Algumas modelos se consideram altamente politizadas, enquanto outras dizem apenas querer serem aceitas como uma mulher, como qualquer outra.

Roberta Close, que posou para a revista “Playboy” em 1984, é considerada a primeira modelo transexual do Brasil e cultivou fãs dedicados do sexo masculino com sua estética de menina. A atriz Rogéria, nascida Astolfo Barroso Pinto, se tornou famosa após anos aparecendo na TV Globo.

Mesmo assim, a proporção de modelos transexuais é minúscula se considerado quão vasto é o setor de moda aqui.

A modelo transexual do Brasil com maior renome internacional –Lea T, nascida Leandro Cerezo e filha de um ex-astro do futebol, Toninho Cerezo– posou para uma campanha internacional da Givenchy em 2010. Ela também desfilou na São Paulo Fashion Week ao lado das supermodelos Gisele Bündchen e Alessandra Ambrosio, que são conhecidas por seu trabalho para a Victoria’s Secret.

Débora Souza, agente de modelos que representa Carol Marra, disse: “Uma modelo transexual é interessante porque pode atingir dois públicos: tanto o feminino quanto o gay, que formam o grupo principal no mundo da moda”.

Mas, assim que se aventuram além do mundo da moda, as modelos têm menos sucesso. Camila Ribeiro, 24 anos, que vem da cidade de Manaus, no Amazonas, posou para a “Candy”, que chama a si mesma de “a primeira revista transversal”. Mas, ela disse que, apesar de serem bem-vindas pelas revistas de moda e artísticas, experimentais ou de vanguarda, as modelos transexuais têm dificuldade para penetrar nas revistas populares de consumo, nos catálogos, feiras setoriais e em propagandas para produtos de apelo mais amplo. Carol Marra também disse que seu renome no mundo da moda não se transferiu para outros setores. Ela disse que recebe uma enxurrada de mensagens vulgares de homens na sua página no Facebook, frequentemente perguntando quanto ela cobra por noite.

“Eu nunca quis ser ativista de uma causa”, disse Carol Marra. “Eu achava que era uma mulher como qualquer outra.”

Mas, ela tem se manifestado mais após receber mensagens de transexuais de cantos mais remotos do país, como uma prostituta em Manaus que a viu na televisão e pediu orientação.
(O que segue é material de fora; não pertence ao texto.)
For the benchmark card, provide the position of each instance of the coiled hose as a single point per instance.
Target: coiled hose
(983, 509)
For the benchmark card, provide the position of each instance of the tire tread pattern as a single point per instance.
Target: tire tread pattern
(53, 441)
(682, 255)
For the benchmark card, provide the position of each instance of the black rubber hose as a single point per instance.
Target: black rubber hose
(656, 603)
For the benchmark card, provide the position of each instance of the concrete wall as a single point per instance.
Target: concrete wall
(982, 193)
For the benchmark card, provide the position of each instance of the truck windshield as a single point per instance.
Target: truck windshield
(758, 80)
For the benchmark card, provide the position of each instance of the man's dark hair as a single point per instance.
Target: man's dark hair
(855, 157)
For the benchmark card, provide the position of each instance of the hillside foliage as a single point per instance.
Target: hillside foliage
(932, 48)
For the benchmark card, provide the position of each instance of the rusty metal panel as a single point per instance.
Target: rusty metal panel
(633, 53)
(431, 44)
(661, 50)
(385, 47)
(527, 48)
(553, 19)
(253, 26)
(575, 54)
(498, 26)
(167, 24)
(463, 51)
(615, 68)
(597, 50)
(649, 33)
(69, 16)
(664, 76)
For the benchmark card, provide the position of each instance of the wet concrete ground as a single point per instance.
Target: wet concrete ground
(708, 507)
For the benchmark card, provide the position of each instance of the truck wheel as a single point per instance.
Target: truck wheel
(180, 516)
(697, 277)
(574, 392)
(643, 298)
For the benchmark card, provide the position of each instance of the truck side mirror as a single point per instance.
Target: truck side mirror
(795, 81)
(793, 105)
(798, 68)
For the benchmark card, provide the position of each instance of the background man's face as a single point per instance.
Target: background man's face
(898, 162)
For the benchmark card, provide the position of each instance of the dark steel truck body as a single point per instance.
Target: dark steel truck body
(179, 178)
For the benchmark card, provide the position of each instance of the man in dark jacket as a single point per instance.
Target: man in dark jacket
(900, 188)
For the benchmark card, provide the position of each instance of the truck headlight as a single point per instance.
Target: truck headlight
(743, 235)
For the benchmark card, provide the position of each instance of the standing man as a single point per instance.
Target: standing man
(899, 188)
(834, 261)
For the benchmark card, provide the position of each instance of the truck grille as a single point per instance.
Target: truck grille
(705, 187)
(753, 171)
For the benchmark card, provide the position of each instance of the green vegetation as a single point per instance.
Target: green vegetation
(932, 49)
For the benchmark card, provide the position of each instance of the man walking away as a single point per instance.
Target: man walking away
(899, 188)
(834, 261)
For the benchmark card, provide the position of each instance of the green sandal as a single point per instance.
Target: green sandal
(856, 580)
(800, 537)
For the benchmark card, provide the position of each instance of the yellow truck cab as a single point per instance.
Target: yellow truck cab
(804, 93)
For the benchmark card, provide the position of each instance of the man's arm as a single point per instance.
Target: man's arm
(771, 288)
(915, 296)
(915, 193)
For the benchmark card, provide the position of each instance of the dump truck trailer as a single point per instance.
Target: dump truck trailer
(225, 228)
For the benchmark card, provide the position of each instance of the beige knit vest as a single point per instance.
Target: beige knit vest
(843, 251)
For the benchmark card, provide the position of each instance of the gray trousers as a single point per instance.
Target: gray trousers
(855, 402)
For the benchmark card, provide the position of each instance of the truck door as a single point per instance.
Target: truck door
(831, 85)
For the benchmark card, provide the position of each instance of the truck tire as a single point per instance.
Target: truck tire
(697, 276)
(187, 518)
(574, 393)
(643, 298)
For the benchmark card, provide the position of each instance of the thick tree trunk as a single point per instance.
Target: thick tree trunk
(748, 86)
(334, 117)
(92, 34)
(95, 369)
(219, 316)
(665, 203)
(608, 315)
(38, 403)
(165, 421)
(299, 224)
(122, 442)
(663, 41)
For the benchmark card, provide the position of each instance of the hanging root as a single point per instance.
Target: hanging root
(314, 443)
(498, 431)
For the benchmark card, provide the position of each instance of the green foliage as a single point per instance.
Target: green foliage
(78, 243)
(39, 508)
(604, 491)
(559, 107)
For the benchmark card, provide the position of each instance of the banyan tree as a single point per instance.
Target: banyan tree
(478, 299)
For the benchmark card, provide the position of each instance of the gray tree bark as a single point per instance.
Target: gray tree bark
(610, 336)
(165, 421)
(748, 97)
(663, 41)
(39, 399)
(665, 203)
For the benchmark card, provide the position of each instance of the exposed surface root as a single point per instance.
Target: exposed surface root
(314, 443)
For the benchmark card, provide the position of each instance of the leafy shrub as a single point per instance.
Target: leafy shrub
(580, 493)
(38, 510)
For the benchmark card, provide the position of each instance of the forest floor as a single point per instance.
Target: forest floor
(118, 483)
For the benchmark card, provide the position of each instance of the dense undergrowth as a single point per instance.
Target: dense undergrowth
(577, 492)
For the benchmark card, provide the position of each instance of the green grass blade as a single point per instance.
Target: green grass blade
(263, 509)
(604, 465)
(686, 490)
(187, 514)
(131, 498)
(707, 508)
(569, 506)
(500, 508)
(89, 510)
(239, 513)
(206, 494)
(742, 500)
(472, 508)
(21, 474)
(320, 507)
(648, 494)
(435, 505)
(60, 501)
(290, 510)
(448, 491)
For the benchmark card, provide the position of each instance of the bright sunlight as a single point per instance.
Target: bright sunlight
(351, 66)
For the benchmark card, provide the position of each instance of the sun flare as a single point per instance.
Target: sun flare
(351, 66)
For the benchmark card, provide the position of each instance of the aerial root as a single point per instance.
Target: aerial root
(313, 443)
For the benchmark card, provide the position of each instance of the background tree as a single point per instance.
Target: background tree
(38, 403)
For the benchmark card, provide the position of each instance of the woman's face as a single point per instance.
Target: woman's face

Carol Marra também se queixou de não receber tratamento justo na formação de elencos, dizendo que só lhe dão papeis de mulheres transexuais.

“A maioria dos atores é gay e pode interpretar o galã”, Carol Marra disse ao seu diretor na gravação de uma minissérie. “Por que não posso interpretar uma criada, uma secretária, uma árvore?”